Bahjat broke his silent planning. “Don’t be angry with him, please, Father. It wasn’t his fault. I bribed the servants to let me be with him.”
“Is there no one in my own household I can trust? Not even my own daughter?”
“I have always been an obedient daughter, except...”
“You have been a slut!” al-Hashimi exploded, all the anger in him boiling over. “A whore parading herself from bed to bed, man to man, behind my back! You don’t deserve the name you bear! You have betrayed me and dragged our name into the filth of the gutter!”
“Our proud name!” she spat back, never taking a backward step. “We live in splendor while the people go hungry. You serve the World Government that keeps our own people from being free. You direct a mighty corporation that sells energy to the rich and lets the poor die in the streets. Money is more important to you than honor, and power is more important than money!”
“We are a family of sheikhs!” al-Hashimi raged. “It is our duty to rule others!”
“Sheikhs?” Bahjat laughed. “City sheikhs. Money sheikhs. The only time you travel the Bedouin’s trail is when you are comfortably ensconced in your travel van.
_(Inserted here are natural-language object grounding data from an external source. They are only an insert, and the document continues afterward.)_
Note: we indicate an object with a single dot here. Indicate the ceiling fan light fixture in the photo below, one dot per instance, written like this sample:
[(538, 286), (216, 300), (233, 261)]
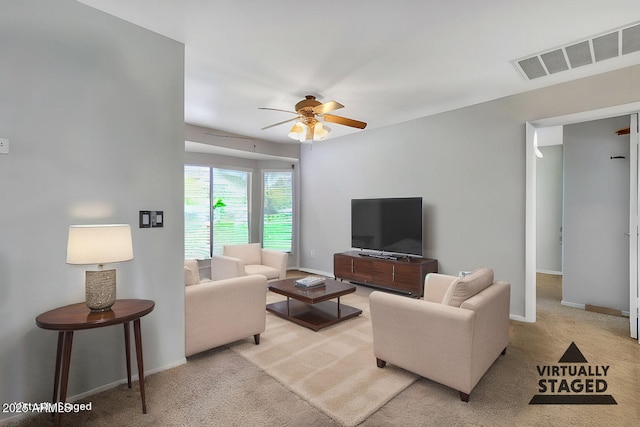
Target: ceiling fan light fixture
[(319, 131), (297, 131)]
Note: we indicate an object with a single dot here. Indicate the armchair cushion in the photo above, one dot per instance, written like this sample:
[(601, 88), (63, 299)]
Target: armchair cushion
[(224, 267), (465, 287), (223, 311), (270, 263), (191, 272)]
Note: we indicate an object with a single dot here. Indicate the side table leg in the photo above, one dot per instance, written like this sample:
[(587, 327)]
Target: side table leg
[(56, 380), (64, 375), (138, 337), (127, 350)]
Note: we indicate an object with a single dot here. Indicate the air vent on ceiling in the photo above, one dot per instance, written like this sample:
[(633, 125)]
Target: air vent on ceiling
[(623, 41)]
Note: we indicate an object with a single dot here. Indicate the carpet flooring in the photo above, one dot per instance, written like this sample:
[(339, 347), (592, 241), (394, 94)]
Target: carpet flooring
[(221, 388), (332, 369)]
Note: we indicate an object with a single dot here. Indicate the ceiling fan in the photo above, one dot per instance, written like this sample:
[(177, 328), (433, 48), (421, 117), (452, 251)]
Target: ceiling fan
[(310, 115)]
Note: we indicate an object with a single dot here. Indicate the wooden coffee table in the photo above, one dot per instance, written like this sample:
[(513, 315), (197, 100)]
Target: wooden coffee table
[(312, 308)]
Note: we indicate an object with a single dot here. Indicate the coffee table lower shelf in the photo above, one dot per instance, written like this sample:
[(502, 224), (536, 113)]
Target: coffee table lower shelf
[(313, 316)]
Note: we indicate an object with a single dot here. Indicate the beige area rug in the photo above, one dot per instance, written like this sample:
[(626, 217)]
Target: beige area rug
[(333, 369)]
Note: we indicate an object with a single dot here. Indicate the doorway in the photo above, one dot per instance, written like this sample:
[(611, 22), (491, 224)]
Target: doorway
[(530, 220), (583, 212)]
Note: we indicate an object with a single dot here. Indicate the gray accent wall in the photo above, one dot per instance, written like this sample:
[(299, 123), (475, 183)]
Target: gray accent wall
[(467, 164), (596, 214), (93, 108)]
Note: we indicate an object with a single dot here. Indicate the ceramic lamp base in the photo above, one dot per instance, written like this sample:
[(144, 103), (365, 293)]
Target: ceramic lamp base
[(100, 287)]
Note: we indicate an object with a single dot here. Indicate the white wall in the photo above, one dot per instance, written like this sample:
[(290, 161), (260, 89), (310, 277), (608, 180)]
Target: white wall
[(467, 164), (549, 210), (94, 111)]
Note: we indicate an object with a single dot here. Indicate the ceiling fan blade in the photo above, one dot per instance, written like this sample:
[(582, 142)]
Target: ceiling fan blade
[(277, 109), (344, 121), (280, 123), (327, 107)]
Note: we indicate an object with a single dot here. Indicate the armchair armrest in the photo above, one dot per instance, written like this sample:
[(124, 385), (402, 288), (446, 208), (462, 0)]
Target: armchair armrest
[(276, 259), (226, 267), (436, 285)]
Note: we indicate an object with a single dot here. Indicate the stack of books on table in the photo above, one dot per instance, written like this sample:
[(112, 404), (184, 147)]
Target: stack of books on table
[(310, 282)]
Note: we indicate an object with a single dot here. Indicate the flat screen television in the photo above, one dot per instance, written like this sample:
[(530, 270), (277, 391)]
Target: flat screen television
[(391, 225)]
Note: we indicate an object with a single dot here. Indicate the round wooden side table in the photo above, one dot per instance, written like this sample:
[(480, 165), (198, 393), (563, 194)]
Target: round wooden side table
[(77, 317)]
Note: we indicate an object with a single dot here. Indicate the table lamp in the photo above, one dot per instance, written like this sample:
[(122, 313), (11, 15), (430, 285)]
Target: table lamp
[(99, 244)]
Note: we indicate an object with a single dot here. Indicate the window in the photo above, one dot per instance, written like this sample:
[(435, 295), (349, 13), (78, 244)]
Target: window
[(277, 214), (197, 212), (216, 210)]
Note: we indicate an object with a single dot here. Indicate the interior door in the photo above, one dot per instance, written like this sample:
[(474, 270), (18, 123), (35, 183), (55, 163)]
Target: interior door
[(634, 210)]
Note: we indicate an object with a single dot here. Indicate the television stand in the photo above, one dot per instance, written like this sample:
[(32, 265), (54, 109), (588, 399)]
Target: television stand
[(383, 256), (405, 275)]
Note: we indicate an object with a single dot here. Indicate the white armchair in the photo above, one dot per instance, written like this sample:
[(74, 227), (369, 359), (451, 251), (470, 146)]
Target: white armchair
[(269, 263), (452, 337), (222, 310)]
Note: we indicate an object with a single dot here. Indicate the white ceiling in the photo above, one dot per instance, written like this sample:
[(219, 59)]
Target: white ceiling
[(386, 61)]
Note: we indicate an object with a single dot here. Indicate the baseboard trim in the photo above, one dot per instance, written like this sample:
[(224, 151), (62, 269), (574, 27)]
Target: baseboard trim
[(555, 273), (572, 304), (134, 377)]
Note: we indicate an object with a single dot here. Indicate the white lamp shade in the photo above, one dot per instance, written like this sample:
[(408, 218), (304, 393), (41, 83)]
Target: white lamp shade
[(99, 244)]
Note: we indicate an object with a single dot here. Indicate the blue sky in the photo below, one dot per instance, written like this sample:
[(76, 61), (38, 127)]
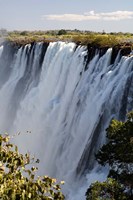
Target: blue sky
[(93, 15)]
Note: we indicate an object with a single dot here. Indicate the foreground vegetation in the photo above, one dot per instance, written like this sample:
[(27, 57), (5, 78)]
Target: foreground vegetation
[(118, 155), (81, 37), (18, 181)]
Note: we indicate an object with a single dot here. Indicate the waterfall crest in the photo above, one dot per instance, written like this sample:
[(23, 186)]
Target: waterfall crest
[(64, 102)]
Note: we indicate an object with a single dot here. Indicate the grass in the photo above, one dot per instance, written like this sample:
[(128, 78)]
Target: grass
[(80, 37)]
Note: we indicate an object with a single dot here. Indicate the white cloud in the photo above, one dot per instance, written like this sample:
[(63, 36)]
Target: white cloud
[(117, 15)]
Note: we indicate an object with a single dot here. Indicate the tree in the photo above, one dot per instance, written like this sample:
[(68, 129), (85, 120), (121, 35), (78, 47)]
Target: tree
[(17, 180), (118, 154), (108, 190), (62, 32)]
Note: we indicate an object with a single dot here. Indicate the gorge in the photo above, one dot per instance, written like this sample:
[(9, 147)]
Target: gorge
[(61, 97)]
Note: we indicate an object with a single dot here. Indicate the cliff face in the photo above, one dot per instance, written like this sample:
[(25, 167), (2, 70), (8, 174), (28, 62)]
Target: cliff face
[(124, 49)]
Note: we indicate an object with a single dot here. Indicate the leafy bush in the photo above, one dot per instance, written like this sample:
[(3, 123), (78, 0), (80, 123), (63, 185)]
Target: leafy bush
[(118, 154), (18, 181)]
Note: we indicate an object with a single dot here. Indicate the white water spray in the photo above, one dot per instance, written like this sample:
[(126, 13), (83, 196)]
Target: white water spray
[(65, 107)]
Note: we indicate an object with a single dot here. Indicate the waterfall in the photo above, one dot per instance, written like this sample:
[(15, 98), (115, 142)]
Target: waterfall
[(61, 103)]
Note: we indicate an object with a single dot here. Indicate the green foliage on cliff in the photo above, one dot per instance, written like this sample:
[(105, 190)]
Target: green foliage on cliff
[(118, 154), (81, 37), (18, 181)]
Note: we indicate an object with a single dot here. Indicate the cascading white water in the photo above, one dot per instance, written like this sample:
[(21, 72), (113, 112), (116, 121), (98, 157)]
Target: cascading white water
[(65, 107)]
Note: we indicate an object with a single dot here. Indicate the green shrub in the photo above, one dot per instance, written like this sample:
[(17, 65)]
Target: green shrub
[(18, 181)]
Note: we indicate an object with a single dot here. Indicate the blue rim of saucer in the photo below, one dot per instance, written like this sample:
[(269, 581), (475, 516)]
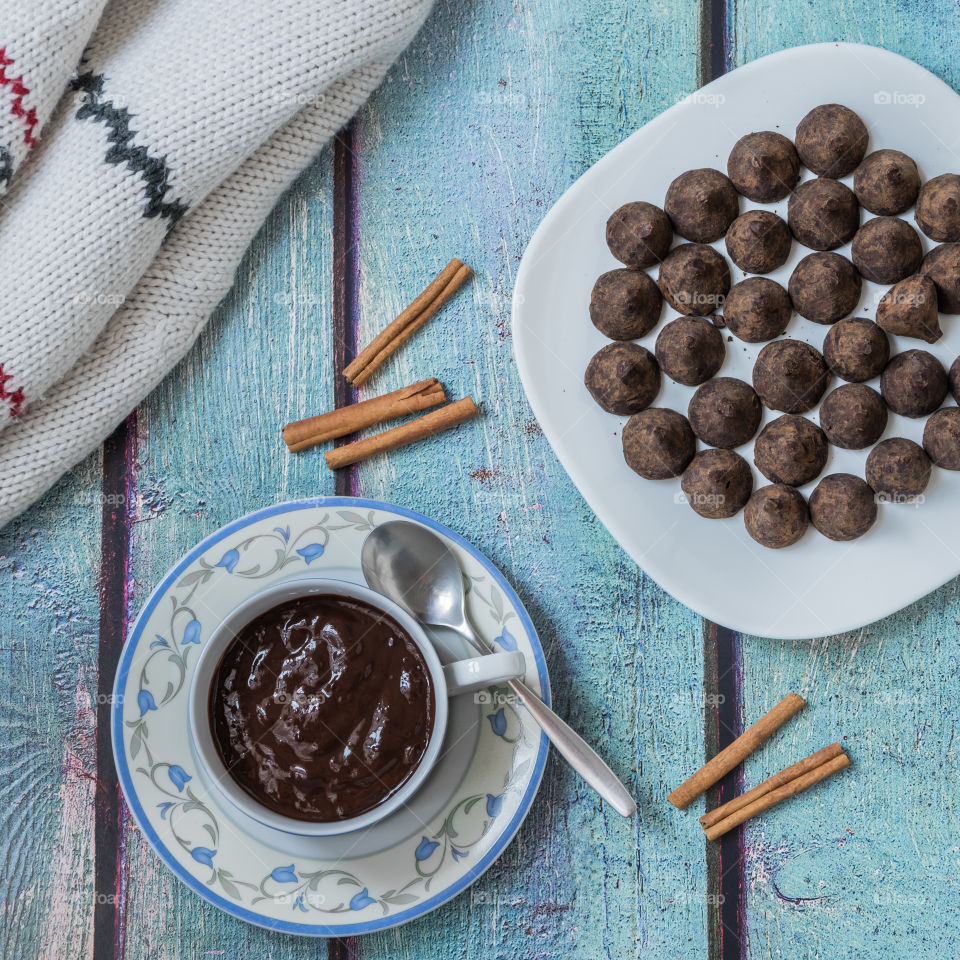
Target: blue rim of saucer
[(316, 929)]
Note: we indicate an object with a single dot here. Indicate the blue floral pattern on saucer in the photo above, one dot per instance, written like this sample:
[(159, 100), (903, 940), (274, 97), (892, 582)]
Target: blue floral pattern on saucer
[(207, 849)]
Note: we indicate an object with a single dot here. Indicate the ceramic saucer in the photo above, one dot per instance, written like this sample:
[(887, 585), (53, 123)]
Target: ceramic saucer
[(456, 826)]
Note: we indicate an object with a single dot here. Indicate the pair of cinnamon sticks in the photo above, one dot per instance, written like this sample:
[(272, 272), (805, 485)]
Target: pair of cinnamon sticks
[(303, 434), (781, 786)]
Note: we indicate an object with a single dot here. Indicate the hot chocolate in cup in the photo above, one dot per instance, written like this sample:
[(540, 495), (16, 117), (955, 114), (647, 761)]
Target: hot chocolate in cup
[(319, 707)]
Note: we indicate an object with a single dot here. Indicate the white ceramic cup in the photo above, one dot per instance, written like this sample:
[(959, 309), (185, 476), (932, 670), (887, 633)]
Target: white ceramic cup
[(452, 679)]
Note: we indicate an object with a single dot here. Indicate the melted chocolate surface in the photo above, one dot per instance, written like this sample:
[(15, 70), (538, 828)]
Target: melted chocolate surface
[(322, 707)]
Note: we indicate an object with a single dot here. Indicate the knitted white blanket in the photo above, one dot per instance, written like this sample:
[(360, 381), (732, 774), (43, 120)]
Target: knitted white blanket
[(141, 147)]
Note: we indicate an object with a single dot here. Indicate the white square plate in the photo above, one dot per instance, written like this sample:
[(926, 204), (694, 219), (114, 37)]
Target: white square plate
[(816, 587)]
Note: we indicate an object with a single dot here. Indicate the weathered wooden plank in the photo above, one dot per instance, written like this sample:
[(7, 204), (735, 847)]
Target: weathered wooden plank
[(210, 450), (491, 115), (863, 864), (48, 693)]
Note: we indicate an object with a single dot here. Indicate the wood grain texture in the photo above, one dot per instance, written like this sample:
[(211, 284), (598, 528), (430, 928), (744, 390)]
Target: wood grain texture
[(485, 121)]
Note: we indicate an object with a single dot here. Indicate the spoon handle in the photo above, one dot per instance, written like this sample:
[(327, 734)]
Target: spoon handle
[(577, 752)]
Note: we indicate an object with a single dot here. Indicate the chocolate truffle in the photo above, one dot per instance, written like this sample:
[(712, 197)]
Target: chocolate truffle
[(843, 507), (791, 450), (856, 349), (914, 383), (831, 140), (909, 309), (701, 204), (886, 249), (639, 234), (717, 483), (942, 266), (886, 183), (941, 438), (690, 350), (938, 208), (757, 309), (824, 287), (776, 516), (724, 412), (758, 241), (898, 470), (823, 214), (694, 279), (790, 375), (853, 416), (658, 443), (764, 166), (623, 378), (625, 304)]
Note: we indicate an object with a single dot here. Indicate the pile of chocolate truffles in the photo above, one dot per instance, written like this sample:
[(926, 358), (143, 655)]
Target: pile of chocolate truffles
[(790, 376)]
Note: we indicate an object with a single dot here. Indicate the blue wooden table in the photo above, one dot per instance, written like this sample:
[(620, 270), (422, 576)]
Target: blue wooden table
[(478, 129)]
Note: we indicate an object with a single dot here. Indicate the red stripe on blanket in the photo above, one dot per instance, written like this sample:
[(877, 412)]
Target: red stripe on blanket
[(27, 116), (15, 399)]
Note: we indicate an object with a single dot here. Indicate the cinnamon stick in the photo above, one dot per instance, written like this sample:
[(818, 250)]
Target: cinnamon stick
[(777, 780), (790, 789), (459, 279), (447, 282), (303, 434), (745, 744), (443, 419)]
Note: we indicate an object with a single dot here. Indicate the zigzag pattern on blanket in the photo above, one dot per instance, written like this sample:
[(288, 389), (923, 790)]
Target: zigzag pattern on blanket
[(14, 399), (26, 115), (153, 170)]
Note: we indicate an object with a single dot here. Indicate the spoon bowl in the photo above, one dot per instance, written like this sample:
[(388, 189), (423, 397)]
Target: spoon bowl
[(413, 567)]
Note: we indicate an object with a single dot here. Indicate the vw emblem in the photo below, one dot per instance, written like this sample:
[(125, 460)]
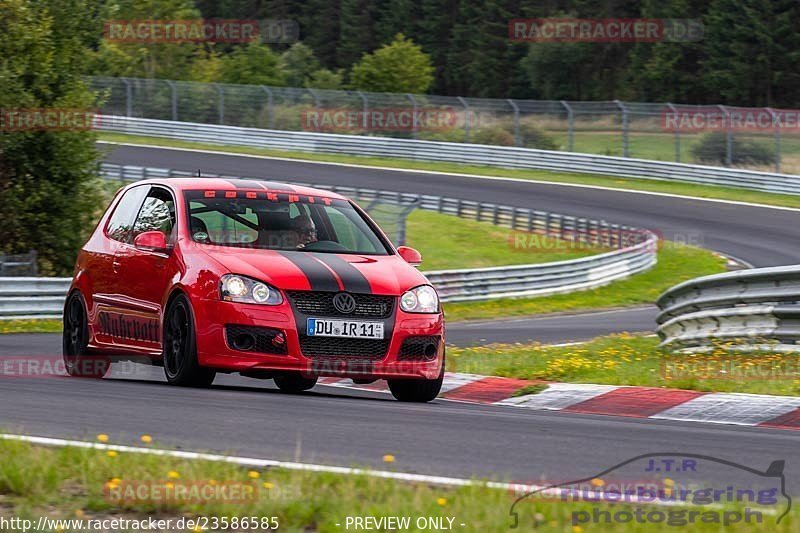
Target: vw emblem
[(344, 303)]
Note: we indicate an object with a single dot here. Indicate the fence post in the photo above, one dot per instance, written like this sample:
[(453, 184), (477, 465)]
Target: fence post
[(128, 97), (173, 98), (365, 118), (34, 263), (728, 136), (777, 134), (269, 105), (314, 95), (515, 107), (674, 110), (570, 125), (221, 106), (414, 108), (466, 117), (624, 116)]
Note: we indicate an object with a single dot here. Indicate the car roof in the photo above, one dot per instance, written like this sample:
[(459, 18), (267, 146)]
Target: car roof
[(239, 184)]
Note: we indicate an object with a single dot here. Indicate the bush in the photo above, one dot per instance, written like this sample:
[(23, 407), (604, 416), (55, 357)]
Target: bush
[(496, 135), (712, 148)]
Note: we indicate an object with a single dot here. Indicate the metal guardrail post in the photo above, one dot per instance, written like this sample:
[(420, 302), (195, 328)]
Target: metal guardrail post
[(515, 107), (128, 97), (466, 118), (728, 136), (624, 117), (267, 90), (221, 102), (674, 110), (777, 138), (315, 96), (570, 126), (414, 109), (365, 110), (173, 98)]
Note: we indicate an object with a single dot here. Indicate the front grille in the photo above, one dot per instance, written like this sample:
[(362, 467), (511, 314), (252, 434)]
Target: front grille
[(261, 339), (419, 348), (340, 347), (318, 303)]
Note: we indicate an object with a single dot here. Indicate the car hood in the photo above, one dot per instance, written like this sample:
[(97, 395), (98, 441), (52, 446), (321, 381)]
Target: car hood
[(295, 270)]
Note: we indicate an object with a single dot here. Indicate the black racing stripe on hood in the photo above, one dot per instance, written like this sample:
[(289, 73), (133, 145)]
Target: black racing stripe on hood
[(266, 185), (319, 277), (352, 279)]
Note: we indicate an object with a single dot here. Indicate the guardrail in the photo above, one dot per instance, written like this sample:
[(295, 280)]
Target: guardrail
[(633, 251), (29, 297), (472, 154), (18, 264), (747, 308)]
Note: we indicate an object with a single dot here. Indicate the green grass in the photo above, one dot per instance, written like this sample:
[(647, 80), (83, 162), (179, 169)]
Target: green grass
[(687, 189), (448, 242), (627, 359), (30, 326), (72, 483), (676, 263)]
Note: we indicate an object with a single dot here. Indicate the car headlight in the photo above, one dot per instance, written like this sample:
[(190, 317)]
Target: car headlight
[(235, 288), (422, 299)]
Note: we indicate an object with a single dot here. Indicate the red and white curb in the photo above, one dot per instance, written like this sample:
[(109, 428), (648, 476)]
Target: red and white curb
[(638, 402)]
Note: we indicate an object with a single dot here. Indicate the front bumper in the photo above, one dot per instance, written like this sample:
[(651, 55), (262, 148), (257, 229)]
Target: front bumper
[(213, 349)]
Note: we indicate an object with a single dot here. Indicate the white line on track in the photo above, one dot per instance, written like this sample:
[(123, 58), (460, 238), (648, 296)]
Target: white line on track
[(473, 176), (516, 488)]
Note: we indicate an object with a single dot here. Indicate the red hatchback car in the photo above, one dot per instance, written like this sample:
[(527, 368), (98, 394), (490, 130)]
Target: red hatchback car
[(265, 279)]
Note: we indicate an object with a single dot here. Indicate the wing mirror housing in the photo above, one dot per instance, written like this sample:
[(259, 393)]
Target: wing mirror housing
[(153, 241), (410, 255)]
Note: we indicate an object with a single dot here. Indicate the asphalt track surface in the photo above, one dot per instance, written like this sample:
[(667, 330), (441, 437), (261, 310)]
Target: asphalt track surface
[(251, 418), (342, 427)]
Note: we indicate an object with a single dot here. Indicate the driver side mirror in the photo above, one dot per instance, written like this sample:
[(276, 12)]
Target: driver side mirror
[(152, 241), (410, 255)]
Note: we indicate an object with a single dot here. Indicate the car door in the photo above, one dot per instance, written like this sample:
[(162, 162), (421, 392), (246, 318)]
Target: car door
[(145, 274), (105, 302)]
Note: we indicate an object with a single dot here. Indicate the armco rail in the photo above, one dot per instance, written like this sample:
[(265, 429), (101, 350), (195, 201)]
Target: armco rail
[(633, 251), (32, 297), (484, 155), (745, 307)]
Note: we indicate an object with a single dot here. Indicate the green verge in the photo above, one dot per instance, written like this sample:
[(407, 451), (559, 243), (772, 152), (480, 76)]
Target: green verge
[(31, 326), (80, 484), (627, 359), (668, 187), (676, 263), (446, 241)]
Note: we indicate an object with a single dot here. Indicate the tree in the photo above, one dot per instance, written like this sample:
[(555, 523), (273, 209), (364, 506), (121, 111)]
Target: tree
[(298, 63), (753, 52), (255, 64), (400, 66), (49, 191), (145, 60)]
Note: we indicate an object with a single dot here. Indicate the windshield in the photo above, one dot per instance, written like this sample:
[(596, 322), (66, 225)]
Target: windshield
[(280, 221)]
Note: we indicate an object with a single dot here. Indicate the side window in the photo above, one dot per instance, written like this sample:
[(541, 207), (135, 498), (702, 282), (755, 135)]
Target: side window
[(216, 227), (157, 213), (120, 225)]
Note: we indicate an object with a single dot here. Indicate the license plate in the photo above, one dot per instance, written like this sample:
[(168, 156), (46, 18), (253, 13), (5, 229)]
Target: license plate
[(319, 327)]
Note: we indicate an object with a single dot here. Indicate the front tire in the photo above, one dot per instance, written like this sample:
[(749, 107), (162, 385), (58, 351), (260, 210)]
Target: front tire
[(180, 347), (75, 342), (417, 390), (294, 383)]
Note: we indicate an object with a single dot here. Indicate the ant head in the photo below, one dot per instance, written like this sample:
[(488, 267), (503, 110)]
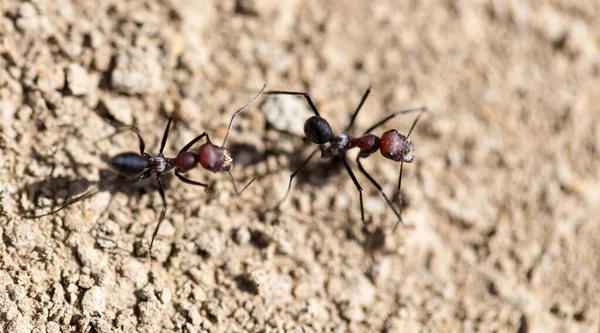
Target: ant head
[(214, 158), (396, 147), (129, 164), (317, 129)]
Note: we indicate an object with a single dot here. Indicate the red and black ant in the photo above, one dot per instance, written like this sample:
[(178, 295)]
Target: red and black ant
[(392, 145), (137, 166)]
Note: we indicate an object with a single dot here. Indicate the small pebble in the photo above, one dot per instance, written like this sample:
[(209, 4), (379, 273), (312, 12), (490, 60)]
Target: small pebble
[(286, 113), (94, 301)]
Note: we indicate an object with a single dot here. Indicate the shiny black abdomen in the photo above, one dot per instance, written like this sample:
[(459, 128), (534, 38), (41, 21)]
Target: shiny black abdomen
[(129, 164)]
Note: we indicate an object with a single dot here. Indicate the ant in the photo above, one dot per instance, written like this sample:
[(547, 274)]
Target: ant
[(137, 166), (392, 145)]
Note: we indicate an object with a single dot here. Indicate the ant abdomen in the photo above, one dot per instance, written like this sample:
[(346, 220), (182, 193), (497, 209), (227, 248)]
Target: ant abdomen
[(129, 164), (317, 129), (368, 144), (396, 147)]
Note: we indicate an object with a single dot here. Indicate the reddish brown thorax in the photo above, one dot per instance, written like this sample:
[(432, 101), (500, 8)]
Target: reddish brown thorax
[(396, 147), (214, 158)]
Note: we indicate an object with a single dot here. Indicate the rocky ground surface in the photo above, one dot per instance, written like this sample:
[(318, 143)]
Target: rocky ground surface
[(503, 197)]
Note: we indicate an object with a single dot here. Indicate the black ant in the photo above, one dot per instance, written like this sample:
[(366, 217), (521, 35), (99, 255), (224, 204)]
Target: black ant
[(393, 145), (137, 166)]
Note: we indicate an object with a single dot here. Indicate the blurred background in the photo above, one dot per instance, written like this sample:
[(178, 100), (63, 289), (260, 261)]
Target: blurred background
[(503, 196)]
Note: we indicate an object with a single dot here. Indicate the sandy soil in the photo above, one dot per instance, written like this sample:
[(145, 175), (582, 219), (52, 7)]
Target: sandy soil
[(503, 196)]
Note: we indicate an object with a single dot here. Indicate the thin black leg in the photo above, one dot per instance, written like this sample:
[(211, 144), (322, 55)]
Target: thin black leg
[(413, 125), (163, 142), (82, 197), (380, 189), (362, 101), (161, 218), (386, 119), (295, 173), (295, 93), (235, 186), (191, 143), (91, 193), (400, 193), (351, 173), (187, 180), (240, 110)]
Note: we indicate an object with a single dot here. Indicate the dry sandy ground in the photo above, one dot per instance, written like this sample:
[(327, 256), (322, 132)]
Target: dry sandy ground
[(503, 196)]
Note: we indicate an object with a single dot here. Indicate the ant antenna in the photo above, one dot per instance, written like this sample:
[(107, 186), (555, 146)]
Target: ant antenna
[(240, 110), (235, 186)]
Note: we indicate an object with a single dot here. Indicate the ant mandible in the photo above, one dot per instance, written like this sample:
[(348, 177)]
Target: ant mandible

A sheikh? A corporation sheikh? A corporation sheikh in what you are.”
“I am a sheikh who shares control of the space colony at Island One, and that is where you are going. Tomorrow. With no further delays. Your latest lover, he of the red beard, will not be able to follow you there, I promise.”
Bahjat looked at him, a level gaze that locked onto his eyes and penetrated to his heart.
“If I go to Island One,” she asked, “will you promise that he won’t be harmed?”
“A man must bargain with his own daughter?”
“I will do as you wish if you promise that you will not hurt him.”
Al-Hashimi hesitated. Hunching forward in his chair, he reached for the ivory cigarette holder, then put it down again. “It was the Peoples’ Revolutionary Underground that tried to kill him. I am not responsible for their actions.”
“I can deal with the PRU,” Bahjat said evenly.
He looked up at her. “You?”
“Of course.”
“What do you mean?”
She seemed to stand taller, straighten “You have heard of Scheherazade? I am she.”
“You... are Scheherazade!” Al-Hashimi lifted his head to the heavens. “No... no, it cannot be! Not my own daughter!”
She came around the desk and knelt at his feet. “It is true, Father. But... if you spare the Architect, Scheherazade will disappear. I will become your obedient daughter once again.”
Looking down at her, his innards on fire, al-Hashimi gasped, “But you... with those PRU terrorists... not just one of them, but a leader! How could you? Why?”
Bahjat smiled sadly. “Perhaps I was angry with you for ignoring me and sending me away to school.”
“Oh, no... no.” He cradled her elfin face in his hands. “But you could have been killed. Half the police in Europe and the Middle East are trying to find you. The World Army...”
“I am safe now,” she said, resting her head on his lap. “Scheherazade no longer exists. She has given her life for the life of the Architect.”